Members of the original team include Ira A. Fulton Schools of Engineering electrical engineering undergrads Bates, Sisca, Bryan Trinidad and Roland Lizana. This team consisted entirely of online students spread across the country, as well as one student, Trinidad, who was working aboard a naval vessel in the Persian Gulf. While some team communication was done online, the team also shipped the payload around the world so each team member could physically work on it. Their faculty capstone leader is Mike Goryll with the School of Electrical, Computer and Energy Engineering.

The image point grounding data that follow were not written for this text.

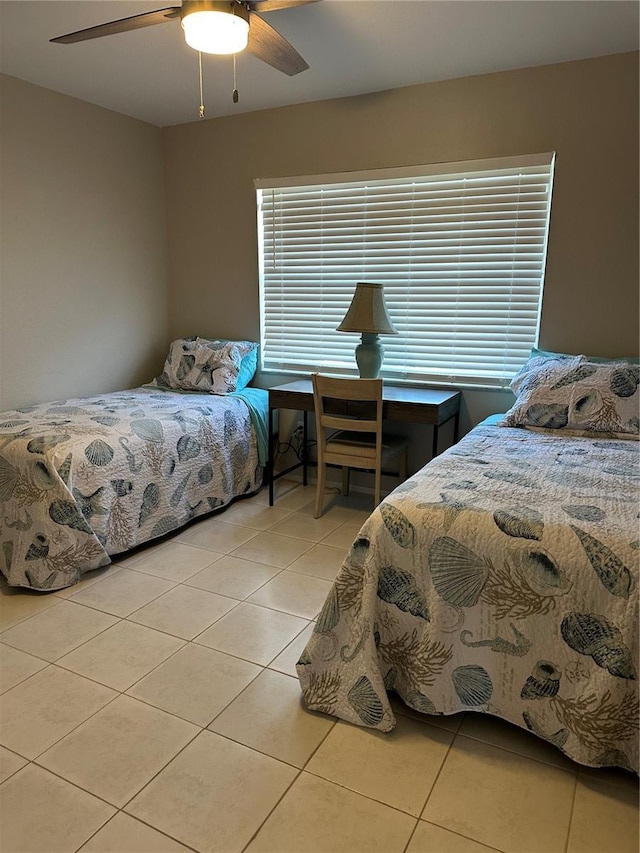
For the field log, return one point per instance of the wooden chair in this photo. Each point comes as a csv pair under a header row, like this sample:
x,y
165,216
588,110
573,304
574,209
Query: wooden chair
x,y
353,409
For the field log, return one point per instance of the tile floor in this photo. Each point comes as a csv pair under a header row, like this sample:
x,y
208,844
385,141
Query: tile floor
x,y
154,707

“This project raises the technology readiness level of the remote acoustic technology which was invented by Dan Slater and promoted by Rex Ridenoure of Ecliptic Enterprises,” added Jacobs. “They were important mentors for this team and provided lots of help during the early concept development and testing of the sensor.”

Other ASU student-led payloads

The Suborbital Coagulation and Aggregation in Microgravity (SCAM) payload seeks to test the agglomeration of small particles, ranging from millimeter to centimeter in size, as they make collisions in microgravity, helping us to understand how planets form.  

Original members of the team include School of Earth and Space Exploration undergraduates Pat Jackson (exploration systems design), Jason Pickering (astrophysics), Chris Huglin (exploration systems design), Jin Kim (astrophysics), Kevin White (astrobiology), Kanishka Nirmale (astrophysics) and Mitchell Drake (explorations systems design). Their faculty mentor is Chris Groppi with the School of Earth and Space Exploration.

The Space Devils “Five Senses” payload measures and collects data on sight, smell, taste, touch and sound in space. It has, as its centerpiece, an ASU Sparky figure attached to a spring. During ascent and descent, Sparky is pushed up and down, creating the illusion that Sparky is doing pushups, which is measured by an accelerometer. A camera recorded the pushups, a microphone captured the sounds of the spaceflight, and air was pulled into the payload and passed through scent paper to capture the smell of space. 

The original members of the team include Ira A. Fulton Schools of Engineering mechanical engineering undergrads: Cody Bisbing, Gabby Bovaird, Clint Farnsworth, Josh Fixel, Peter Marple and Landon Wiltbank. Their faculty capstone leader is Abdelrahman Shuaib with the Mechanical Engineering Department.